Questionado se novos aumentos estão previstos, Castelli disse que um preço maior é desejável, mas não neste momento. “Não é impossível um novo aumento, mas US$ 550/t é um patamar adequado. O aumento na Ásia é de escada e não de elevador.”

O presidente da Fibria destacou ainda que, do quarto trimestre de 2015 para o primeiro trimestre de 2016, a empresa teve a menor queda de preço líquido do mercado. “No primeiro trimestre, já dizíamos que ocorria um ajuste momentâneo na China e não tínhamos uma visão ácida do negócio de celulose.” Castelli lembrou, contudo, que ajustes foram feitos, como adequação de volumes para cada mercado e antecipação de parada para manutenção.

Além do novo preço para a China, a Fibria anunciou também na segunda-feira o aumento para US$ 710 por tonelada na Europa e US$ 870 por tonelada na América do Norte. Os novos valores passam a ser aplicados amanhã, dia 1º de junho.

Investimentos

O ajuste nos investimentos da Fibria para expansão da fábrica de celulose em Três Lagoas (MS), de US$ 2,2 bilhões para US$ 2,4 bilhões ocorreu pela variação do dólar, explicou Guilherme Cavalcanti, vice-presidente financeiro da Fibria, em teleconferência com a imprensa na tarde desta terça-feira, 31.

Cavalcanti lembrou que essa alteração ocorre porque a maior parte dos financiamentos será realizada em reais, cerca de 60%, e 30% em dólares. O executivo também ressaltou que o capex (investimento)em reais está mantido em R$ 8,7 bilhões.

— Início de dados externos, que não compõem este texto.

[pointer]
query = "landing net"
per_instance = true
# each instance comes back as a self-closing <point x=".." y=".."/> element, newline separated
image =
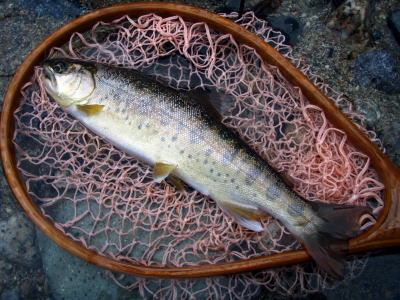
<point x="106" y="200"/>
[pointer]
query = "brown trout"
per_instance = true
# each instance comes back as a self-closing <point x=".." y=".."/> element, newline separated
<point x="175" y="134"/>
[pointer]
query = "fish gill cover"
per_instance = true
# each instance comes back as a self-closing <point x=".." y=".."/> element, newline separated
<point x="106" y="200"/>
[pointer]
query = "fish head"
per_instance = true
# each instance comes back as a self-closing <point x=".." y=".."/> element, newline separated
<point x="68" y="81"/>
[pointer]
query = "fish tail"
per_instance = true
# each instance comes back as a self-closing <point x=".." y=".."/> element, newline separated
<point x="326" y="237"/>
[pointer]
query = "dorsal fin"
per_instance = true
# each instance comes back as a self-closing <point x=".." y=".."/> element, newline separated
<point x="162" y="170"/>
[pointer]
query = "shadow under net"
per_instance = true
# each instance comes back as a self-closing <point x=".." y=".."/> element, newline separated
<point x="106" y="200"/>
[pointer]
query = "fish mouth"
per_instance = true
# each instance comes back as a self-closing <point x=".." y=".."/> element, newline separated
<point x="48" y="74"/>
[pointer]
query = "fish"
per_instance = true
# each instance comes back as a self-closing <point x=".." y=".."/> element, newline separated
<point x="174" y="132"/>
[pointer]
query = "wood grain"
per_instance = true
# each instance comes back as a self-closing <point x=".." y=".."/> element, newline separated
<point x="385" y="233"/>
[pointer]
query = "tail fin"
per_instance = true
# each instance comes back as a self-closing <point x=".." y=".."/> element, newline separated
<point x="328" y="241"/>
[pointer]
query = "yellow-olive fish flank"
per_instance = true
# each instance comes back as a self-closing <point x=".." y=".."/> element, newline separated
<point x="167" y="129"/>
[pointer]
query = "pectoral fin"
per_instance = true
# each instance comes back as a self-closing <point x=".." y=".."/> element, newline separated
<point x="245" y="214"/>
<point x="177" y="182"/>
<point x="90" y="109"/>
<point x="162" y="171"/>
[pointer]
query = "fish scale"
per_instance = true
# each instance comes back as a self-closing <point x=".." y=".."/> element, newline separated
<point x="175" y="133"/>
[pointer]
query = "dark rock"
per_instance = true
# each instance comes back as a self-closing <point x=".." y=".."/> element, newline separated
<point x="17" y="241"/>
<point x="5" y="270"/>
<point x="394" y="24"/>
<point x="71" y="278"/>
<point x="289" y="26"/>
<point x="316" y="3"/>
<point x="10" y="294"/>
<point x="53" y="8"/>
<point x="379" y="70"/>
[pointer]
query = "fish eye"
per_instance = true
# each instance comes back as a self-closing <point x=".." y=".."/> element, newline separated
<point x="59" y="67"/>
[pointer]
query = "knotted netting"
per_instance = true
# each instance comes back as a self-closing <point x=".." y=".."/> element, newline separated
<point x="106" y="200"/>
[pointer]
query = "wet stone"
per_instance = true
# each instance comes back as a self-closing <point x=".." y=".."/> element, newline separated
<point x="17" y="241"/>
<point x="290" y="27"/>
<point x="394" y="24"/>
<point x="379" y="70"/>
<point x="52" y="8"/>
<point x="11" y="294"/>
<point x="5" y="270"/>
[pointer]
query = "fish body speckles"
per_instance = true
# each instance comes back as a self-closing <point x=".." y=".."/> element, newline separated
<point x="171" y="131"/>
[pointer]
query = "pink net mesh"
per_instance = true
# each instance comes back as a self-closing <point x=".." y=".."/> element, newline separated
<point x="107" y="200"/>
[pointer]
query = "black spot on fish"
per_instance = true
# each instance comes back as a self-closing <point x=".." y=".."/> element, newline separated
<point x="180" y="127"/>
<point x="252" y="175"/>
<point x="196" y="136"/>
<point x="273" y="192"/>
<point x="144" y="107"/>
<point x="296" y="209"/>
<point x="227" y="158"/>
<point x="164" y="121"/>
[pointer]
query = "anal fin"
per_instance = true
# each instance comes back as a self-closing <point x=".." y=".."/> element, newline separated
<point x="245" y="214"/>
<point x="162" y="170"/>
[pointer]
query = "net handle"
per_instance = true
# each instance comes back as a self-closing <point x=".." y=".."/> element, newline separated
<point x="385" y="233"/>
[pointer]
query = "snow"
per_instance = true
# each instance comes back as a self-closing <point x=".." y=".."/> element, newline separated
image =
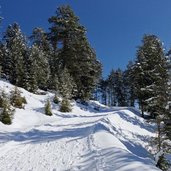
<point x="90" y="138"/>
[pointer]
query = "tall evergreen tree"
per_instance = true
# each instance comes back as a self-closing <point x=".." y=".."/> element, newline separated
<point x="73" y="51"/>
<point x="16" y="46"/>
<point x="151" y="78"/>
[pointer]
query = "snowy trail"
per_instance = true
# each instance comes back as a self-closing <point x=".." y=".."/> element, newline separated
<point x="108" y="139"/>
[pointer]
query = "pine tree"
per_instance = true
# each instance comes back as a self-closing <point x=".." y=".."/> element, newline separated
<point x="129" y="84"/>
<point x="16" y="48"/>
<point x="72" y="50"/>
<point x="48" y="110"/>
<point x="66" y="84"/>
<point x="151" y="78"/>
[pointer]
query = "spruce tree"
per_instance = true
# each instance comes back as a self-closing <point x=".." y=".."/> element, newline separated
<point x="48" y="110"/>
<point x="75" y="53"/>
<point x="16" y="48"/>
<point x="151" y="78"/>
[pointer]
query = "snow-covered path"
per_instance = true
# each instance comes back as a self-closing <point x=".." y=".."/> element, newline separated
<point x="111" y="139"/>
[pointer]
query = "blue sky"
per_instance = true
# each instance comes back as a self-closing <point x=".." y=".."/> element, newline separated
<point x="115" y="27"/>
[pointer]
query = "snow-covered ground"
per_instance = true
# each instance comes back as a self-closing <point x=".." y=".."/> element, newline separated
<point x="107" y="139"/>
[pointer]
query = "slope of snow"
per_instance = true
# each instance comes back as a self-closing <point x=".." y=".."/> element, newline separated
<point x="90" y="138"/>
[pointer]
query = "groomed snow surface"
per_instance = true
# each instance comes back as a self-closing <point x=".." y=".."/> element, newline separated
<point x="87" y="139"/>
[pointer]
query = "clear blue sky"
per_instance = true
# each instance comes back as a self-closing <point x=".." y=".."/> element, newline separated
<point x="115" y="27"/>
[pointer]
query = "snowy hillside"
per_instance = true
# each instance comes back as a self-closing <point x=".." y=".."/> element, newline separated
<point x="107" y="139"/>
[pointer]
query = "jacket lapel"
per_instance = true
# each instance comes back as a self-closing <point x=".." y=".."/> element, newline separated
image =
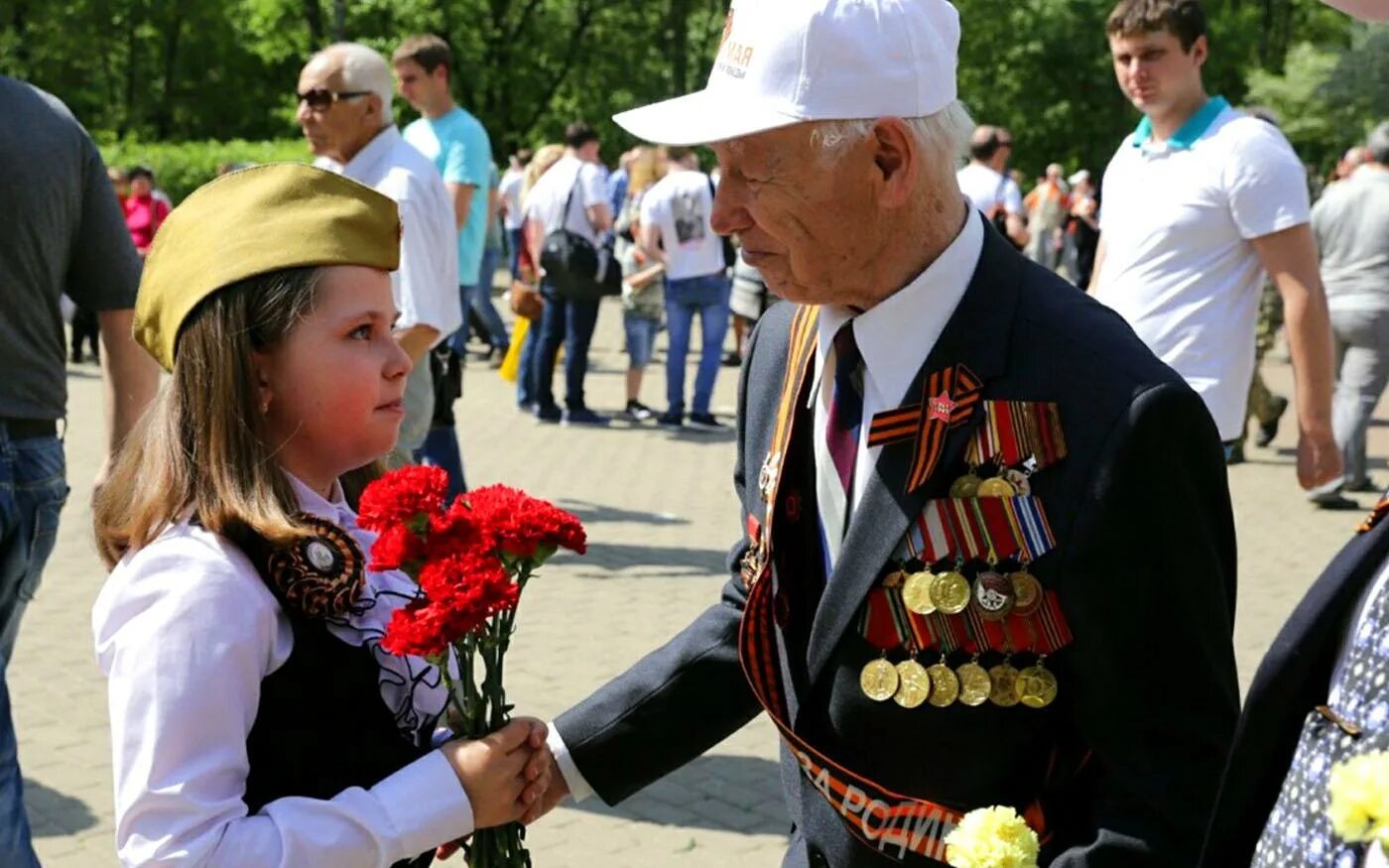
<point x="976" y="336"/>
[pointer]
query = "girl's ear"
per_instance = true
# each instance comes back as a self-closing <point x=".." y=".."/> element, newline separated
<point x="261" y="367"/>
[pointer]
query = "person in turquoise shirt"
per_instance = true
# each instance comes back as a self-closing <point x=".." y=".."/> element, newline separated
<point x="461" y="150"/>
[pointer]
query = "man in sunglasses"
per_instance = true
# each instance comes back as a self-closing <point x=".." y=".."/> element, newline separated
<point x="344" y="110"/>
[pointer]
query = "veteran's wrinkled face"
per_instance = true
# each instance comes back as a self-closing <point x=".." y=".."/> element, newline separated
<point x="342" y="127"/>
<point x="809" y="219"/>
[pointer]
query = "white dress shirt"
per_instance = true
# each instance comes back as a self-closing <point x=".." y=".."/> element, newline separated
<point x="895" y="337"/>
<point x="187" y="632"/>
<point x="426" y="287"/>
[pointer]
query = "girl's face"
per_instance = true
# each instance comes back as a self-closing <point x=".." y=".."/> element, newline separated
<point x="332" y="388"/>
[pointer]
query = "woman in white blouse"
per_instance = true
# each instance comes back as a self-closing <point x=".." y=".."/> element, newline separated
<point x="254" y="718"/>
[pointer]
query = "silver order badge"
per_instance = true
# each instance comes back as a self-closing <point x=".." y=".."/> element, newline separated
<point x="319" y="556"/>
<point x="767" y="478"/>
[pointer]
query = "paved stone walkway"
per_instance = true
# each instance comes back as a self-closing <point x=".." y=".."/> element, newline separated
<point x="660" y="514"/>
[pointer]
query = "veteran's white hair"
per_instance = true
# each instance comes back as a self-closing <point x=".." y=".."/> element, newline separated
<point x="945" y="134"/>
<point x="364" y="68"/>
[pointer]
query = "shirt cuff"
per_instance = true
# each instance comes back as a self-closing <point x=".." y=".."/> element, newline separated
<point x="579" y="788"/>
<point x="427" y="805"/>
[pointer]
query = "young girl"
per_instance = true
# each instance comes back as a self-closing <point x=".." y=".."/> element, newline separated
<point x="254" y="718"/>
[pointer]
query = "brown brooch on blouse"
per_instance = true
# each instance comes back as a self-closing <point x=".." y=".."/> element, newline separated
<point x="318" y="575"/>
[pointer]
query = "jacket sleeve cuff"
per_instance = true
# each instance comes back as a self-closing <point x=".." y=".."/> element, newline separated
<point x="579" y="788"/>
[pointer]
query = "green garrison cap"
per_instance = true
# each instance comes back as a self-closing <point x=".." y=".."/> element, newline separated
<point x="250" y="222"/>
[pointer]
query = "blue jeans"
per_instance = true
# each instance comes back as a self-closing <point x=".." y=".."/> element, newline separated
<point x="569" y="323"/>
<point x="641" y="339"/>
<point x="514" y="239"/>
<point x="525" y="371"/>
<point x="705" y="296"/>
<point x="32" y="490"/>
<point x="479" y="298"/>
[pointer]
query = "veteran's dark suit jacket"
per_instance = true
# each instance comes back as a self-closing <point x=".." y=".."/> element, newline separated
<point x="1143" y="568"/>
<point x="1294" y="680"/>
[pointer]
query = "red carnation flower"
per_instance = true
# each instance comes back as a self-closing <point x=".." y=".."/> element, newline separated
<point x="396" y="548"/>
<point x="402" y="496"/>
<point x="455" y="532"/>
<point x="521" y="524"/>
<point x="413" y="629"/>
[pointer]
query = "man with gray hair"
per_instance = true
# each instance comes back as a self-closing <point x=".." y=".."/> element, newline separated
<point x="344" y="111"/>
<point x="1351" y="226"/>
<point x="982" y="525"/>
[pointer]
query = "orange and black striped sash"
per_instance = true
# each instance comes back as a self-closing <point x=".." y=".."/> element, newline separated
<point x="947" y="398"/>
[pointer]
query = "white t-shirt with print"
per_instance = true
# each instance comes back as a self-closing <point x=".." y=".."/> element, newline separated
<point x="549" y="196"/>
<point x="1178" y="266"/>
<point x="988" y="189"/>
<point x="681" y="204"/>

Os financiamentos para o projeto também já foram contratados e garantidos, segundo Cavalcanti, que destacou os aportes firmados neste ano, como do Banco Nacional de Desenvolvimento Econômico e Social (BNDES) no valor de R$ 2,3 bilhões e do Fundo de Desenvolvimento do Centro-Oeste (FDCO). O custo médio estimado de financiamento é de 2,1% ao ano, em dólar.

Questionado sobre o impacto na alavancagem da empresa – medida pela relação dívida líquida e Ebitda (Lucro antes de juros, impostos, depreciação e amortização) -, Cavalcanti disse que dependerá das condições do câmbio e preço da celulose.

Hoje, a expansão da fábrica de Três Lagoas completa um ano de seu anúncio. A expansão física atingiu 32,5% e a distribuição dos investimentos, 15%. A Fibria também atualizou hoje a capacidade de produção anual de celulose da unidade, de 1,750 milhão de toneladas em maio de 2015 para 1,950 milhão de toneladas atualmente.